Er soll immer wieder den Weltuntergang bringen: Was steckt hinter dem Planeten Nibiru?

Heute ist es soweit: David Maede hat vorausgesagt, dass am Montag die Welt untergehen soll. Denn dann trifft laut Verschwörungstheorie der Planet Nibiru auf die Erde.
Artikel drucken Artikel einbetten

Letzten September hat sich die Weltuntergangsvorhersage nicht bewahrheitet: Die Welt fand kein Ende. Nun ist Verschwörungstheoretiker David Maede mit einem neuen Termin zurück.
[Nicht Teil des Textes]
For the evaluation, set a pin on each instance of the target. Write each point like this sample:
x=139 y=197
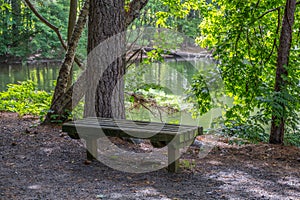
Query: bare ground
x=40 y=162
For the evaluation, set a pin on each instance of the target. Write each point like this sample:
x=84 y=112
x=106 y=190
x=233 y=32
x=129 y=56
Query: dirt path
x=43 y=163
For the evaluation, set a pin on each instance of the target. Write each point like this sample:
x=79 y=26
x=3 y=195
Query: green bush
x=23 y=98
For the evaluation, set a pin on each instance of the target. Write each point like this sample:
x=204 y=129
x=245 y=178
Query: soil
x=41 y=162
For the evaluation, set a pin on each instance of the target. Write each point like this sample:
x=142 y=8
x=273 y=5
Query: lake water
x=175 y=76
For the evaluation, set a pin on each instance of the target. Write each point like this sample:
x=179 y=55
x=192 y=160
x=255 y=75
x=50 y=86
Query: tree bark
x=71 y=25
x=278 y=122
x=16 y=17
x=106 y=65
x=69 y=99
x=65 y=70
x=72 y=18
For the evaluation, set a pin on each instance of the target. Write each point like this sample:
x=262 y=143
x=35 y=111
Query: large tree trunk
x=69 y=99
x=278 y=122
x=106 y=64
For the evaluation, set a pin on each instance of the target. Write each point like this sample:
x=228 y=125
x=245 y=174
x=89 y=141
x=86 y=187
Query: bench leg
x=173 y=159
x=91 y=148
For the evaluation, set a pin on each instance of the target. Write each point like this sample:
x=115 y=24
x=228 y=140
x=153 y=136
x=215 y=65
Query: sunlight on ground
x=245 y=185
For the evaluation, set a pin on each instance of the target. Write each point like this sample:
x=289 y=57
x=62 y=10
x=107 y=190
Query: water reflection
x=43 y=74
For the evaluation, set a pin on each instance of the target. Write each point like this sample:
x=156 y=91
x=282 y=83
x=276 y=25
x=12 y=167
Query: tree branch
x=135 y=6
x=54 y=28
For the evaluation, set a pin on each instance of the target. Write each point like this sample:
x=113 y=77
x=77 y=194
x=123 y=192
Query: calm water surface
x=175 y=76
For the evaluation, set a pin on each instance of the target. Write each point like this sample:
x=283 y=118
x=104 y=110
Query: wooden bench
x=89 y=128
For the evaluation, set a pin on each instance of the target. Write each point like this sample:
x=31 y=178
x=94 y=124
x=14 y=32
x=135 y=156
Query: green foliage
x=182 y=16
x=244 y=37
x=26 y=35
x=23 y=98
x=199 y=95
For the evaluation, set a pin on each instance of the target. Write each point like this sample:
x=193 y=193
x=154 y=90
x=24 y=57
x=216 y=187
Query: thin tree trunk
x=72 y=18
x=16 y=17
x=65 y=70
x=278 y=122
x=71 y=25
x=54 y=28
x=75 y=93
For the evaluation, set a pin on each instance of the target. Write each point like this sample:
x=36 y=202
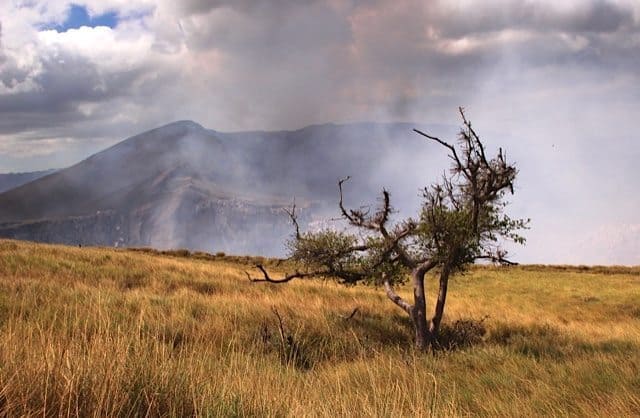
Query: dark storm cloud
x=583 y=17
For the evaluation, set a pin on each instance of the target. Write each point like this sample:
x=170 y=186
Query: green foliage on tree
x=461 y=220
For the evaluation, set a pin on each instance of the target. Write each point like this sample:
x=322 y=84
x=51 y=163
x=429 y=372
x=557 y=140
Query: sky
x=557 y=84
Somit steht mal wieder der Weltuntergang kurz bevor. Mal wieder soll der mysteriöse Planet Nibiru, auch Planet X genannt, auf die Erde treffen. Am Montag, den 23. April 2018, soll Nibiru endlich kommen und die Menschheit auslöschen.
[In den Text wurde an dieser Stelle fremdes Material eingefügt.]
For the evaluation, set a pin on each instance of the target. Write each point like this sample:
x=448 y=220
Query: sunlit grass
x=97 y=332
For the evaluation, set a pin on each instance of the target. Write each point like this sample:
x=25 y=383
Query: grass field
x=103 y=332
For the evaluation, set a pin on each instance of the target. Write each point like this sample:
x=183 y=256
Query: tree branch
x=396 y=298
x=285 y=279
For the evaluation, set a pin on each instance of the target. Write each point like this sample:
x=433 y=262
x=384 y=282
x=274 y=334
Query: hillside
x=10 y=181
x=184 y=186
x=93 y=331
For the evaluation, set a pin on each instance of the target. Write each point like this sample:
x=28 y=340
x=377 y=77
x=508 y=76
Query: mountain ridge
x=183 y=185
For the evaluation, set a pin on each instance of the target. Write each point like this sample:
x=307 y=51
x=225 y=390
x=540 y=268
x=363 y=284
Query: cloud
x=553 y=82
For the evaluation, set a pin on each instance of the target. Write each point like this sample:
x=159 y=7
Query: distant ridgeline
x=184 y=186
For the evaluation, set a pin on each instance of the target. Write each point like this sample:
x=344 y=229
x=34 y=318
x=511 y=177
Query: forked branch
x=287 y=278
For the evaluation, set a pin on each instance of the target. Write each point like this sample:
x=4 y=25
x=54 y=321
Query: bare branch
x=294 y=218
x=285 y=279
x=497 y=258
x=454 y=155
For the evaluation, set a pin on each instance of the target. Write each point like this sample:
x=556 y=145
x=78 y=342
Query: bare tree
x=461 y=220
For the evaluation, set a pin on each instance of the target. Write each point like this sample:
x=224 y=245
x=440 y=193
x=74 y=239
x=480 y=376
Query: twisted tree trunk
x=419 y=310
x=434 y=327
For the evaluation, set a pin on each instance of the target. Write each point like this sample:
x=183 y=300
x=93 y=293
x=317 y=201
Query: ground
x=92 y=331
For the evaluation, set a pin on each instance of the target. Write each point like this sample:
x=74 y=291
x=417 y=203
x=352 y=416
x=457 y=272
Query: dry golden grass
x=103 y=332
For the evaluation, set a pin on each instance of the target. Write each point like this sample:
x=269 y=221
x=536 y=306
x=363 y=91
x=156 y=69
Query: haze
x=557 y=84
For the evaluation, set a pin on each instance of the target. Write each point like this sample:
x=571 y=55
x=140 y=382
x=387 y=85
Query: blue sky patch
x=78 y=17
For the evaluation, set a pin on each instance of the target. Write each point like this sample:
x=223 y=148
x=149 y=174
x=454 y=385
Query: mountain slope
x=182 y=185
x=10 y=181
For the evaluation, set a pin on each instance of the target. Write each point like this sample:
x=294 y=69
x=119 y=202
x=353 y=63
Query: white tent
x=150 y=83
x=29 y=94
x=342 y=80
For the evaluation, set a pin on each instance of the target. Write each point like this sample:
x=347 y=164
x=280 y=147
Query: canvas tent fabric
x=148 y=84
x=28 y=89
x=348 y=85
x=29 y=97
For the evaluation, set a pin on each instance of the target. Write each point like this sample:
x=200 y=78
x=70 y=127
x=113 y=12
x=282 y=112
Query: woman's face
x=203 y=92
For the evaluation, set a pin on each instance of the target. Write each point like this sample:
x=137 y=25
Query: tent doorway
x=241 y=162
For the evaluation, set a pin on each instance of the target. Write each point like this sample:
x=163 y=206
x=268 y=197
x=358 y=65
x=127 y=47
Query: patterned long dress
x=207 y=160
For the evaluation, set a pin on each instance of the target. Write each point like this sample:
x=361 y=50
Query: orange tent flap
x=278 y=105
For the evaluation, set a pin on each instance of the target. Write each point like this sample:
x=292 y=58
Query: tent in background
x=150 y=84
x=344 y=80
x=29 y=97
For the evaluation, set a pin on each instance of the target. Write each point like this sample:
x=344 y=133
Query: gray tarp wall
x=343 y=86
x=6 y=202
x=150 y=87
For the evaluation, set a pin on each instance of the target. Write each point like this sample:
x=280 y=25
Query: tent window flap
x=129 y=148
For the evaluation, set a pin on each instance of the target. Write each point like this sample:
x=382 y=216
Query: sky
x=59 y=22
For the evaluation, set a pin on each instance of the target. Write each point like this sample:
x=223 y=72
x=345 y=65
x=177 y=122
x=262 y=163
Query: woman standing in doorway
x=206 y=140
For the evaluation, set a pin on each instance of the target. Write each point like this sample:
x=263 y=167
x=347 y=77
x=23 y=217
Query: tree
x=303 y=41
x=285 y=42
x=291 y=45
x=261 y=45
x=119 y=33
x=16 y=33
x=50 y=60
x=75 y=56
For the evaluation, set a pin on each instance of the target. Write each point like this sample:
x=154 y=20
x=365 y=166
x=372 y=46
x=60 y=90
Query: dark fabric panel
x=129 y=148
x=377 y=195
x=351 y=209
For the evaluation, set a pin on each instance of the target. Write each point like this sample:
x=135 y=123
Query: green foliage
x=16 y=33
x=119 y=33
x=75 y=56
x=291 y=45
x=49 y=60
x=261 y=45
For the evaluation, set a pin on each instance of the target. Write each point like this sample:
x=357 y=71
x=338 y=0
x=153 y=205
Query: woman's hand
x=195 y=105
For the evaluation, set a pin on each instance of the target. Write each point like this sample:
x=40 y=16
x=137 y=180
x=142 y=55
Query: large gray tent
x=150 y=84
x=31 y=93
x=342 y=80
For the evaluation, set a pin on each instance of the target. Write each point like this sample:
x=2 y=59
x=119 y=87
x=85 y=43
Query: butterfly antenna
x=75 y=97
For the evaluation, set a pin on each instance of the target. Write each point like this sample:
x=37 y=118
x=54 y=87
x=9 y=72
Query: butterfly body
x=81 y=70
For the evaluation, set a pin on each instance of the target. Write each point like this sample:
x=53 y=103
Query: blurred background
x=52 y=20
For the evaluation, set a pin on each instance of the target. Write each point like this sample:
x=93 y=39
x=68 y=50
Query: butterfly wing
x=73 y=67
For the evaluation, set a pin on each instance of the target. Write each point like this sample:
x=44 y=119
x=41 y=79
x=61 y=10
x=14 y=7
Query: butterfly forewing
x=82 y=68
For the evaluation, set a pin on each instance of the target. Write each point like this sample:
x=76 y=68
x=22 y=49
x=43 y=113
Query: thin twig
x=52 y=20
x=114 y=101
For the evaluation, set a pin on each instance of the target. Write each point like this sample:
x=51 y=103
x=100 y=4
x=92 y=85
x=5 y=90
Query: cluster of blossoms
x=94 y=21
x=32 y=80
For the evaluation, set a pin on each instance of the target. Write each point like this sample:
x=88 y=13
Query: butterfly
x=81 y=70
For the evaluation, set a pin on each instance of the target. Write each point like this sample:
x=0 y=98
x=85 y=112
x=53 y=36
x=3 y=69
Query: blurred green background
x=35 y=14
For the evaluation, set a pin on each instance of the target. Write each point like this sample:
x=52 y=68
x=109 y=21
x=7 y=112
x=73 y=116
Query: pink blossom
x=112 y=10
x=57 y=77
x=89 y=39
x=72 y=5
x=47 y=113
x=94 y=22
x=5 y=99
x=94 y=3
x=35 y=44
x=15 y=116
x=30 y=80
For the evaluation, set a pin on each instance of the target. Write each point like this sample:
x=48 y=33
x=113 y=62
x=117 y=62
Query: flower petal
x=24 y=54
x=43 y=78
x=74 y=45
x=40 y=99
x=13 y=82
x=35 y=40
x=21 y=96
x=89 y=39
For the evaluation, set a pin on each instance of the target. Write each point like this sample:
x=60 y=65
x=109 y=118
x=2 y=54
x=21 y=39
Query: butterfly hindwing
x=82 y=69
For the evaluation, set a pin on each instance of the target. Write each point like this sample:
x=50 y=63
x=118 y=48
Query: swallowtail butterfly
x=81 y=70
Nicht nur Meade glaubt an Weltuntergang

In der Vergangenheit waren Meades Aussagen jedoch nicht mehr als wirre Fantasien. Nicht nur im Jahr 2017 sondern auch schon im Jahr 2013 sollte Nibiru bereits die Welt zerstören. Diesmal steht der selbst ernannte Experte mit seiner Vorhersage allerdings nicht alleine da. Denn auch christliche Theoretiker sind sich ebenfalls sicher, dass sie nach Montag nicht mehr weiterleben werden.

Der Grund für diese Annahme steht anscheinend in der Bibel. Demnach werden sich am Montag Sonne und Mond dem Sternzeichen Jungfrau annähern. Anschließend müsste Jesus erscheinen und der Weltuntergang beginnen. Übersetzt heißt das für: In den Himmel gucken und Ausschau halten.

Nibiru existiert nicht

Die Wissenschaft ist jedoch - wenig überraschend - anderer Meinung. Die US-Raumfahrtbehörde Nasa bestreitet die Existenz des mysteriösen Planeten. Und wenn es keinen Planeten X gibt, kann er auch nicht auf die Erde treffen.
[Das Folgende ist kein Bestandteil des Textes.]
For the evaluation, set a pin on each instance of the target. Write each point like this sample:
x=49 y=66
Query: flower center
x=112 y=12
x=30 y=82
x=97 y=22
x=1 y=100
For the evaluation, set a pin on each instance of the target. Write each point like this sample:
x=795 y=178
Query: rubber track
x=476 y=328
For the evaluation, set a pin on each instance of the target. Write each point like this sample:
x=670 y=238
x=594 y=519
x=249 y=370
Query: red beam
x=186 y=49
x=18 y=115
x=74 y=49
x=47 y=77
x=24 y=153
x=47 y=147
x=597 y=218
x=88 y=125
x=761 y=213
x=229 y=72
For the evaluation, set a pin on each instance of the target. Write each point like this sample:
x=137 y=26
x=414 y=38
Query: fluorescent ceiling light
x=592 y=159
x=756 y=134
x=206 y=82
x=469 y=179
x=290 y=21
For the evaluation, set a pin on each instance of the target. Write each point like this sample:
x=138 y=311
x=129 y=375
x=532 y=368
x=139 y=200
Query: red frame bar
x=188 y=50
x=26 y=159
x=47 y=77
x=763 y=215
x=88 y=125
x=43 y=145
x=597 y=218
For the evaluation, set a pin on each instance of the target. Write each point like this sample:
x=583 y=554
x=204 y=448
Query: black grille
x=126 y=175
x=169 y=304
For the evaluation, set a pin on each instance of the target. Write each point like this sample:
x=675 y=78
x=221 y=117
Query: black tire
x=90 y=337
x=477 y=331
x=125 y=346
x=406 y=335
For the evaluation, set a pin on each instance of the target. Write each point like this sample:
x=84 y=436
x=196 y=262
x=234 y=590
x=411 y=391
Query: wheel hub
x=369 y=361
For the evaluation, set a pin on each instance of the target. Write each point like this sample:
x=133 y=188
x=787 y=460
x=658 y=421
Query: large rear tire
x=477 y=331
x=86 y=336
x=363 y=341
Schon vergangenes Jahr bezeichnete die Raumfahrtbehörde die Weltuntergangsvorhersage Meades als "Nonsense". Würde Nibiru existieren und der Erde so nah sein, müsste er von der Erde aus mit bloßem Auge erkennbar sein.


Also kein Weltuntergang am Montag? Spätestens am Dienstagmorgen werden wir wissen, ob wir noch am Leben sind.